Machine learning is a genre of Artificial Intelligence (AI), which uses algorithms that provide systems the ability to automatically learn from a dataset (such as X-rays or health data containing tables) and improve from experience, without being explicitly programmed. The aim is to look for patterns in data and often also make it possible to train a computer model for identifying or predicting certain conditions.
Machine learning algorithms can be divided into two categories. In supervised learning the data items in the dataset are labeled with the correct answer: e.g. some data items (images, rows in a table etc.) labeled as having the disease and the other items labeled as not having it. A suitable machine learning algorithm uses the data to build general models to map the data to the correct answer. This kind of approach can be used to generate e.g. model for recognizing diabetic retinopathy from retinal fundus images or identifying osteoarthritis in CET scans.
In unsupervised learning the data items are not labeled, and the algorithm learns from the data without having correct answers. Unsupervised learning can be used for clustering: finding clusters of similar data items. Often this type of analysis is done in data mining projects, where hidden patterns of data are looked for.
Performing machine learning involves creating a model, which is trained on the training data, thereby achieving capability to process new data to make classification and prediction tasks. One of the most important type of models is artificial neural network, which was inspired by biological neural networks of the brain.
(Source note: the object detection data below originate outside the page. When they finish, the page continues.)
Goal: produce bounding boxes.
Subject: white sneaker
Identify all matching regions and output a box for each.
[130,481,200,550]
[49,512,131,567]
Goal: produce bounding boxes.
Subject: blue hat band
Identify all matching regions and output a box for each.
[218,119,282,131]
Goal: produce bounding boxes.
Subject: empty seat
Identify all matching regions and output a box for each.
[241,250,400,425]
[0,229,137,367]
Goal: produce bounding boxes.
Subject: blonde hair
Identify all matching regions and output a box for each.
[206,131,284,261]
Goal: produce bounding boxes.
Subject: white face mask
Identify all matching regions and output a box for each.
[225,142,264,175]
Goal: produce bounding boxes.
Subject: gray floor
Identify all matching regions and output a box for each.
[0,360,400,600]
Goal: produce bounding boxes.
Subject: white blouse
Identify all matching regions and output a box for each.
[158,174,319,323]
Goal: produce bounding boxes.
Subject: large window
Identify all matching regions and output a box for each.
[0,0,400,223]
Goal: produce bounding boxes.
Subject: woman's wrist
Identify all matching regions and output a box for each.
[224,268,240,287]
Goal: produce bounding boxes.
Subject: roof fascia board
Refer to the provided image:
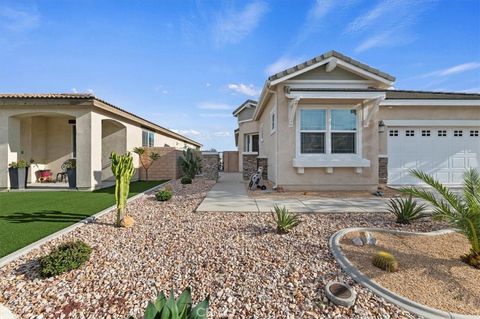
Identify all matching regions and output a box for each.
[93,99,202,147]
[380,99,480,106]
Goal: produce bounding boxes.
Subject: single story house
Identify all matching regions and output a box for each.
[0,94,201,190]
[233,51,480,190]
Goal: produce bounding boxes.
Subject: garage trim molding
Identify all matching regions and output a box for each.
[383,120,480,127]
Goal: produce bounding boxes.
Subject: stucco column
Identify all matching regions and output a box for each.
[76,112,102,190]
[0,114,20,189]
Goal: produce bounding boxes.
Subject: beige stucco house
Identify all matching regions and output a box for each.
[0,94,201,190]
[233,51,480,190]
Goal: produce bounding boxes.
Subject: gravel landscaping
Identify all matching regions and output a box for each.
[0,179,450,319]
[340,232,480,315]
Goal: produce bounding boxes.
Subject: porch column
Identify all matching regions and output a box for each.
[76,112,102,190]
[0,113,20,189]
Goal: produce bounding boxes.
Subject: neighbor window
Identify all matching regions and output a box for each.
[243,134,258,153]
[300,109,357,154]
[142,130,155,147]
[72,125,77,158]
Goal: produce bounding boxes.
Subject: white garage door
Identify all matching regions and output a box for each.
[387,127,480,186]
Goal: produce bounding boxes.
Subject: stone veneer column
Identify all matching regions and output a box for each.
[378,157,388,184]
[202,152,220,180]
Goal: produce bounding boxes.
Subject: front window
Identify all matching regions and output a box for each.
[243,134,258,153]
[300,109,357,154]
[142,130,155,147]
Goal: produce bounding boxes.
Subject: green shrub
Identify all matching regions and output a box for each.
[40,240,92,278]
[144,287,210,319]
[272,205,301,234]
[180,176,192,184]
[401,168,480,268]
[388,196,426,224]
[155,189,173,202]
[372,251,398,272]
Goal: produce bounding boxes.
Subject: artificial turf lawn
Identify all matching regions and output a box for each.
[0,181,164,257]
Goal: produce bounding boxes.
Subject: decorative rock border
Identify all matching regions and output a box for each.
[0,181,168,268]
[329,227,480,319]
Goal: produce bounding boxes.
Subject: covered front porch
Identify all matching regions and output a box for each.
[0,109,127,191]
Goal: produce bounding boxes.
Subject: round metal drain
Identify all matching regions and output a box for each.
[325,281,357,307]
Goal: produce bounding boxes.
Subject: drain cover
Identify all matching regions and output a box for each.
[325,281,357,307]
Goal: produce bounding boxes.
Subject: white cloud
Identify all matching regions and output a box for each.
[0,7,40,32]
[265,57,303,75]
[172,129,201,136]
[418,62,480,78]
[198,102,232,111]
[213,1,267,46]
[345,0,435,52]
[228,83,260,96]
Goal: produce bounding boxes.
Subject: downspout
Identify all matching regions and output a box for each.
[268,89,280,189]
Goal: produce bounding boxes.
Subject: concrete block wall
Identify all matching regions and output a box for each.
[139,147,182,181]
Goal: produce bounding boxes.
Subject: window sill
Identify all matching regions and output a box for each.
[293,155,370,167]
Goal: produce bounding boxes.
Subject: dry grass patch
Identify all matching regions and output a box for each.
[341,232,480,315]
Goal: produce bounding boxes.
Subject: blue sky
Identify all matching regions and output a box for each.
[0,0,480,150]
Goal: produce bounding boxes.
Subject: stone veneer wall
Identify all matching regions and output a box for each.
[257,157,268,180]
[242,154,257,180]
[202,152,220,180]
[139,147,182,181]
[378,157,388,184]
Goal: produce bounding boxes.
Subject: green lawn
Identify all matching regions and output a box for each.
[0,181,164,257]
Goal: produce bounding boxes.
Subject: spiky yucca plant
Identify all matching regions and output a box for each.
[272,205,301,234]
[144,287,210,319]
[401,169,480,268]
[387,196,427,224]
[372,251,398,272]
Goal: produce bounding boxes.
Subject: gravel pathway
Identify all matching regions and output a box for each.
[0,179,444,319]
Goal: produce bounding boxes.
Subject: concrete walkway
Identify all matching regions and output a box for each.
[197,173,388,213]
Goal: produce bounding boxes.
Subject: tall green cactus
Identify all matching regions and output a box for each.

In practice artificial neural networks are implemented as computer programs. The difference between machine learning and traditional rule-base programming is illustrated in the figure below describing classification task. In supervised machine learning the program uses data to make the rules for classification in the training phase, while in traditional programming the rules are explicitly programmed by humans to get the classification task done. In machine learning the program learns from the labeled data.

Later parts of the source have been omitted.